Use the **`name`** column to pick **`HARDWARE_PROFILE`** from the [Supported Hardware](#supported-hardware) list. For **IGX-THOR** or **DGX-SPARK**, set `HARDWARE_PROFILE` to that value when the deployment target is that platform, even though `name` will be a GPU part name, not `IGX-THOR` / `DGX-SPARK`. The blueprint does not currently accept custom/free-form profile strings — if the host's GPU is not in the table, the deployment is unsupported on that hardware.

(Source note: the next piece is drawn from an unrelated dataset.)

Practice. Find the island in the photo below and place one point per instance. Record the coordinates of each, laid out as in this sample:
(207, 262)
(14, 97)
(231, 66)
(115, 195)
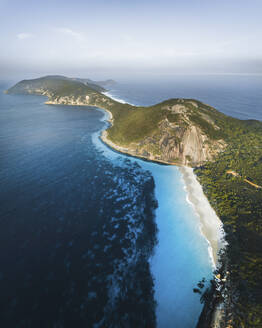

**Required driver versions (match the platform):**

| Platform | Driver version |
|---|---|
| x86 Ubuntu 24.04 | **580.105.08** (required) |
| DGX-SPARK | `580.95.05` |
| IGX-THOR | `580.00` |

##### Install NVIDIA Driver (Ubuntu 24.04)

On **Ubuntu 24.04**, install **NVIDIA Driver 580.105.08**. Do not substitute an unpinned `nvidia-driver-580` unless it resolves to that exact build.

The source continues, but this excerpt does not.